Diabetes and Pi Class Glutathione S-Transferase

OLIVERI, LEDA MARIA; MORA, SANDRA; BUZALEH ANA MARIA; GEREZ ESTHER

New Innovations in Chemistry and Biochemistry

BPInternational

Lugar: Londres; Año: 2022; p. 137 - 153

Diabetes mellitus is characterized by chronic hyperglycemia caused by defects in the secretion and/or action of insulin. Hyperglycemia generates free radicals producing oxidative stress, which debilitates the endogenous antioxidant defense system. Oxidative stress is a key factor that contributes with the development of diabetes complications. Glutathione S-transferases (GSTs) are a multigene superfamily of enzymes that catalyze the conjugation of glutathione with electrophilic compounds including those produced during oxidative stress. Pi-class GST (GSTP), one of the GST isoenzymes, has a particular high affinity for small unsaturated aldehydes. The expression and activity of GSTs during diabetes have been extensively studied, but little is known about regulation mechanisms of GSTP. The 5?-regulatory region of mouse GSTP gene contains binding sites for the transcription factors, the activator protein-1 (AP1) and the Specificity protein 1 (Sp1).
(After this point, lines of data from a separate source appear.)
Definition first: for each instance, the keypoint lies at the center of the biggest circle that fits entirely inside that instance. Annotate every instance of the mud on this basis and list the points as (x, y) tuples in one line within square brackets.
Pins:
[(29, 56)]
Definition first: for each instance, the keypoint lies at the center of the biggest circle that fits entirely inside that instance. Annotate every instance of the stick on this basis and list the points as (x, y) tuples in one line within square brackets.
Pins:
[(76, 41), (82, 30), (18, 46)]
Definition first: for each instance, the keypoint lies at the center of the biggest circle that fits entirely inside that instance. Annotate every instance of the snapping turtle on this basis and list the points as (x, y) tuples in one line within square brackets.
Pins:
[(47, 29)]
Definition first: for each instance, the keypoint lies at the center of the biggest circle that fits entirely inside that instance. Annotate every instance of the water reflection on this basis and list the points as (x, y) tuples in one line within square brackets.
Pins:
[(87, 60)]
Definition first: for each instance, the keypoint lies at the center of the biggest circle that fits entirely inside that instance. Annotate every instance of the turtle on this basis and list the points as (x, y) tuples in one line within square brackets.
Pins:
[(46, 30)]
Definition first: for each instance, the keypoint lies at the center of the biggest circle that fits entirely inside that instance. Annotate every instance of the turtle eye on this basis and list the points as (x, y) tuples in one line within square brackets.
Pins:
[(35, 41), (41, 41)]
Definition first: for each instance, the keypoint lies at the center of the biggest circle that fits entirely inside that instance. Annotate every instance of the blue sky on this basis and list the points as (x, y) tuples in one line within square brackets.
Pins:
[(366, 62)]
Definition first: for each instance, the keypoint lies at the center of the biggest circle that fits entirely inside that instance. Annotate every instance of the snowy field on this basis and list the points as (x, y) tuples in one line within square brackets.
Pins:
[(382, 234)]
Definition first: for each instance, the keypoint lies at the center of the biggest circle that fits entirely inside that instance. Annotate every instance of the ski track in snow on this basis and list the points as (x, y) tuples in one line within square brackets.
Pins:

The aim of the present study was to evaluate how GSTP is regulated in a Streptozotocin (STZ)-induced murine diabetes model. GSTs activity and GSTP expression were determined in adult male mice diabetized with STZ. Sp1 expression and O-glycosylation, as well as the role of AP-1 members Jun and Fos in the regulation of GSTP expression, were also assessed. The results showed that GSTs total activity and GSTP mRNA and protein levels were decreased in the diabetic liver, and returned to normal values after insulin administration. The insulin-mimetic drug vanadate was also able to restore GSTs activity, but failed to recover GSTP mRNA/protein levels. When the animals received vitamin E, both GSTs activity and GSTP mRNA were partially restored. In diabetic animals, O-glycosylated Sp1 levels were increased, whereas, in insulin-treated animals, glycosylation values were similar to those of controls. After vanadate administration, Sp1 expression levels and glycosylation were lower than those of controls. Our results suggest that hyperglycemia could lead to the observed increase in Sp1 O-glycosylation, which would, in turn, lead to a decrease in the expression of Sp1-dependent GSTP in the liver of diabetic mice.